Badan Pangan Nasional (Bapanas) mencatat harga rata-rata nasional beras premium dan medium di minggu keempat Juni 2025 masih di atas rata-rata HET. Tercatat untuk beras premium dan medium masing-masing mencapai Rp 15.799/kg dan Rp 14.070/kg. Kenaikan ini telah terjadi sejak dua bulan terakhir. Bahkan sekarang telah dialami oleh 163 kabupaten/kota di seluruh Indonesia. Kondisi ini terjadi saat stok cadangan beras pemerintah (CBP) di Perum Bulog melimpah dan mencatat rekor terbanyak sepanjang sejarah, yaitu 4,2 juta ton. Sementara penyerapan gabah petani sebesar 2,6 juta ton setara beras.(finance.detik.com/30/06/2025)
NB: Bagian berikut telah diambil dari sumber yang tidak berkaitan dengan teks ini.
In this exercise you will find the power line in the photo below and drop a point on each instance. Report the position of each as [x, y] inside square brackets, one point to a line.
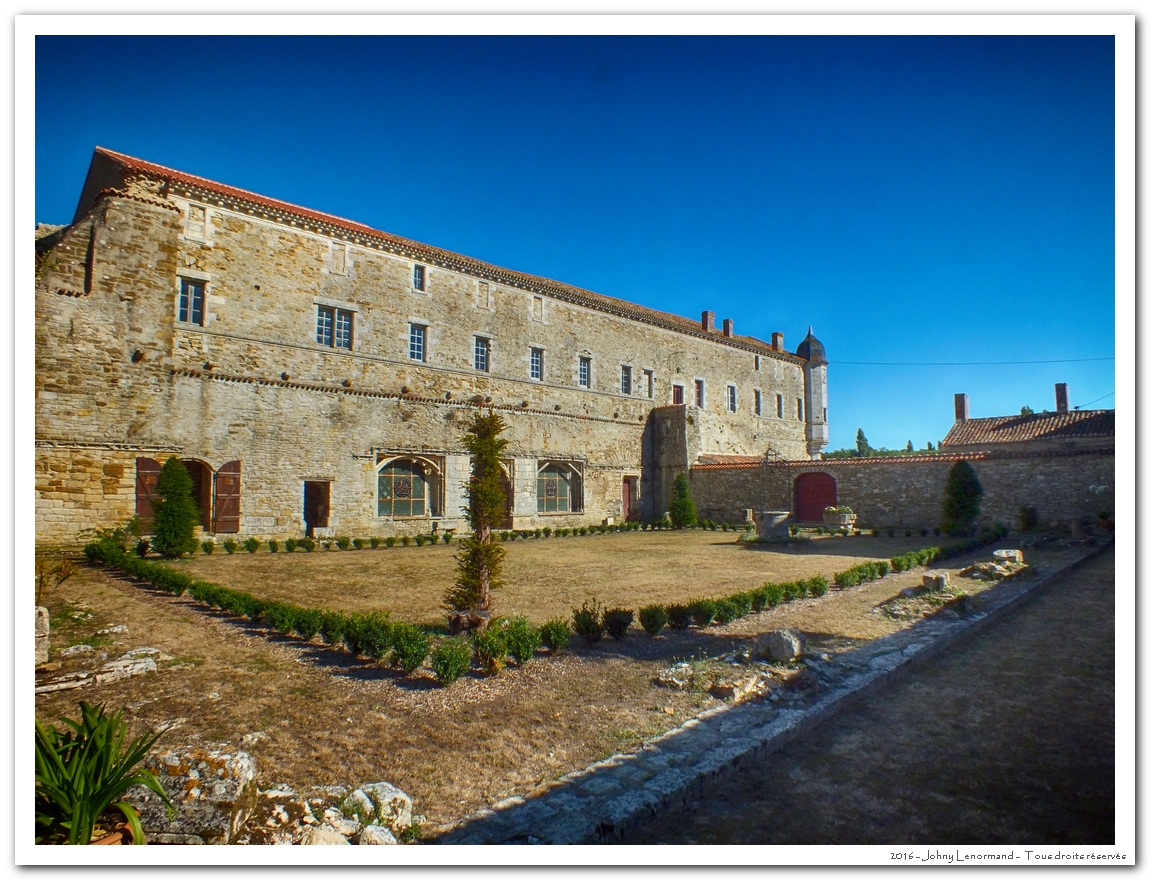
[1098, 399]
[958, 363]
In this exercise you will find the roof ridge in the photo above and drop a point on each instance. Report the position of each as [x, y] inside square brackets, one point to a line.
[451, 259]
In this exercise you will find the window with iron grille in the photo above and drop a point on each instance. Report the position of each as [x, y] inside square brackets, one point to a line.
[191, 302]
[417, 342]
[554, 490]
[403, 491]
[482, 354]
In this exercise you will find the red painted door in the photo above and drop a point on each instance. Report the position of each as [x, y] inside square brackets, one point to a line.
[228, 498]
[814, 492]
[147, 472]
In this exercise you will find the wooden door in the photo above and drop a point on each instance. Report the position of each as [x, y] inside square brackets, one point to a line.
[814, 492]
[147, 472]
[227, 483]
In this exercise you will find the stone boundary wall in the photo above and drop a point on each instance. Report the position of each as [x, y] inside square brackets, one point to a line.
[907, 493]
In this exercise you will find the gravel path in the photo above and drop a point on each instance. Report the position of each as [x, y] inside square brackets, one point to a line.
[1007, 738]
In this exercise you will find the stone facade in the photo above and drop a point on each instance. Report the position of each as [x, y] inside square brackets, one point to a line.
[907, 492]
[181, 317]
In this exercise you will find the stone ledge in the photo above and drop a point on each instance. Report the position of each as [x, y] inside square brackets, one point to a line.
[587, 805]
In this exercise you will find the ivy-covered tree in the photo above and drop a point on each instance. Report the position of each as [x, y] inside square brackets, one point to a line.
[961, 498]
[175, 514]
[480, 560]
[683, 509]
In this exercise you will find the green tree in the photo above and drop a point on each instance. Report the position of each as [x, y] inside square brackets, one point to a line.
[480, 560]
[683, 508]
[175, 514]
[961, 496]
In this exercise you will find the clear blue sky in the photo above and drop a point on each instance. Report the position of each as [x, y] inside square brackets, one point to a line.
[914, 199]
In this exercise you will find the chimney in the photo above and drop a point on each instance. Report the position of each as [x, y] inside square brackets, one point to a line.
[1060, 397]
[961, 411]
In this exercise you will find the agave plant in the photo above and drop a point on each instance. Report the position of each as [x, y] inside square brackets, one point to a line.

Pada jalur distribusi, Bapanas mencatat rata-rata stok beras Pasar Induk Beras Cipinang (PIBC) untuk periode 25 Mei sampai 1 Juni 2025 sebesar 49,960 ton. Nilai ini masih di atas level minimal yang aman untuk pasar grosir, yaitu di atas 30 ribu ton.(finance.detik.com/30/06/2025)
 
Anomali ini dinilai beberapa pihak sebagai indikasi adanya gangguan dalam rantai distribusi yang berdampak pada kenaikan harga beras. Sebagian lainnya menilai kondisi ketidaknormalan ini terjadi akibat penumpukan stok di gudang Bulog sehingga penyaluran beras ke pasar terganggu. Menteri Pertanian (Mentan) Amran Sulaiman bahkan menduga ada pihak yang mengambil keuntungan dengan mendorong harga eceran naik dan menciptakan ilusi kelangkaan. (ekonomi.bisnis.com/17/06/2025)(beritasatu.com/19/06/2025)(20.detik.com/04/06/2025)

SELALU BERULANG

Harga beras yang tak stabil dan mengalami lonjakan kenaikan sebenarnya selalu terjadi berulang. Kondisi ini tentu saja merugikan masyarakat dan petani karena dapat menyebabkan penurunan daya beli dan ketahanan pangan lokal. Solusi pragmatis pemerintah hanya berputar pada operasi pasar, intervensi harga, pasar pangan murah, dan pembagian bansos. Kebijakan stabilisasi harga ini hanya bisa menenangkan kondisi sesaat dan tidak pernah mengatasi masalah secara tuntas.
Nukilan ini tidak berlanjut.